Friday, July 3, 2026

News roundup, 3 July 2026

- The Bank of England has announced that fossil fuel companies' debt will be downgraded from October onwards. Other central banks are taking similar measures; some 40 of them use a statistic called "weighted average climate intensity" (WACI); notably one of the easiest ways to improve that statistic is to sell US Treasuries. The fact that it's the Telegraph (aka the "Torygraph") reporting this is particularly interesting, given that paper's general hostility to things like renewable energy. Unfortunately, the changes that result probably won't happen in time to stop the collapse of the Thwaites glacier and the resulting sea level rise (possibly up to 2 metres by the end of this century), but it might buy some time to adapt to the rise.

- Spain has banned state-owned enterprises from entering into new contracts with Palantir on national security grounds. Other places are taking measures as well; London's mayor Sadiq Khan recently blocked a £50 million contract that the Metropolitan Police had negotiated with the company. Palantir intends to sue over the matter.
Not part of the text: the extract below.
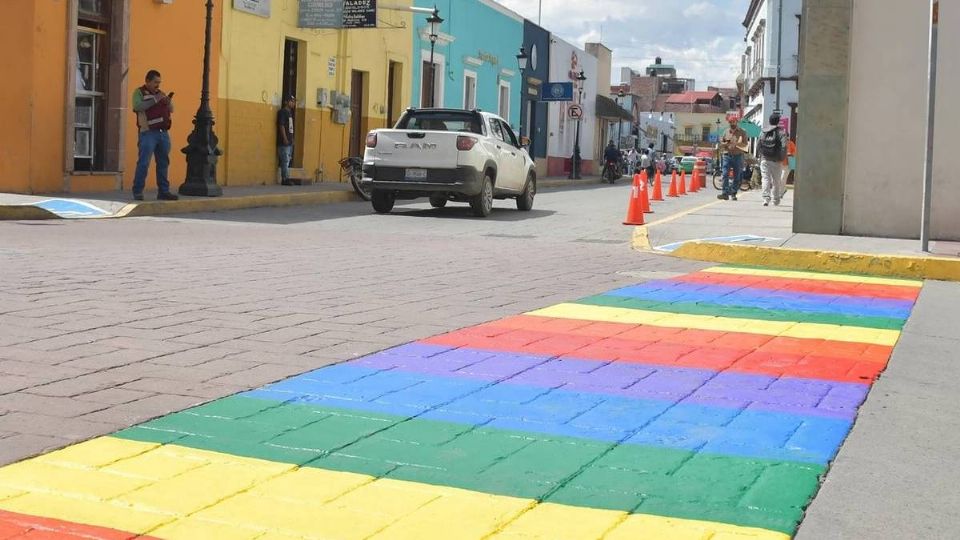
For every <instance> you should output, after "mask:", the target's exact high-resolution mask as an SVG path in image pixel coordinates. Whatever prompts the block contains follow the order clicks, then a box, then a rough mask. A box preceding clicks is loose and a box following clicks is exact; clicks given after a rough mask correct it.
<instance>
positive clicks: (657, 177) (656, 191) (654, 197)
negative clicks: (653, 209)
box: [650, 170, 663, 201]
- Wally Daudrich, the former Manitoba Progressive Conservative leadership candidate who was disqualified from running in the Turtle Mountain constituency, has left the party in favour of the far right Keystone Party. He will be running for the latter party in the upcoming byelection in The Pas-Kameesak.
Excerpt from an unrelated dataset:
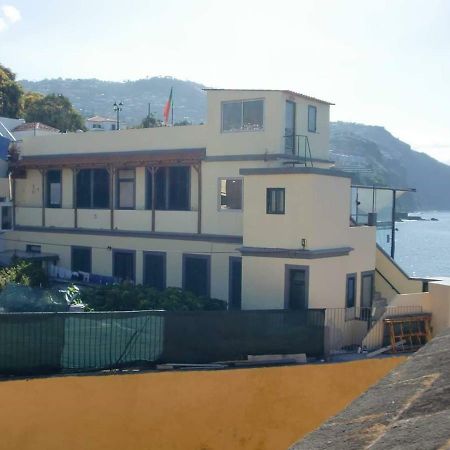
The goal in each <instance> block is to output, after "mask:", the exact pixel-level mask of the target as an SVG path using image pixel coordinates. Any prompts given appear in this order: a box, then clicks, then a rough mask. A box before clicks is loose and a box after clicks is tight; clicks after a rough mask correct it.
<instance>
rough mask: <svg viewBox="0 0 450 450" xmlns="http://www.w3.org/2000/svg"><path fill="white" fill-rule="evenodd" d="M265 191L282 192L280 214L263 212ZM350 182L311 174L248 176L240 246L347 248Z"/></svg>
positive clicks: (245, 179)
mask: <svg viewBox="0 0 450 450" xmlns="http://www.w3.org/2000/svg"><path fill="white" fill-rule="evenodd" d="M267 188H284V189H285V201H286V205H285V214H267V213H266V190H267ZM349 192H350V179H349V178H343V177H332V176H325V175H315V174H285V173H284V174H276V175H264V176H260V175H249V176H246V177H245V190H244V204H245V208H244V229H245V233H244V245H245V246H249V247H271V248H289V249H295V248H301V240H302V238H305V239H306V240H307V248H308V249H317V248H330V247H340V246H348V245H349V243H350V239H349V229H350V227H349V211H350V209H349V208H350V199H349V197H350V196H349Z"/></svg>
- Edmonton seems to be making excellent use of the land formerly occupied by the decommissioned City Centre Airport. The new neighbourhood, called Blatchford, is being developed with a lot of mixed use midrise buildings with retail on the main floor. This is something that many would see as simply good sense, but it's been difficult to build in much of North America for many decades due to archaic zoning laws. The buildings will be heated and cooled by a shared geothermal system and be well served by the city's LRT.

- A recent study in BC has found that life expectancies in the province are diverging. As of 2024, the provincial average has increased since 2004, and in most of Metro Vancouver (with the stark exception of the Downtown Eastside and vicinity) as well as the Victoria area, people can be expected to live substantially longer. A resident of Richmond born in 2024, for instance, should have an average life expectancy of 89.4 years. The Downtown Eastside itself, not surprisingly, has the lowest life expectancy in the province, but notably the province's interior is doing badly as well - and the farther inland you live, the worse your life expectancy is on average. It's not simply that the interior isn't gaining, it's actually retreating - the life expectancy there actually rose between 2000 and 2014 and has been declining since.

- Nine monks on a pilgrimage walk in Thailand were killed when they were hit by a pickup truck driven by an 11 year old boy. The child is in custody.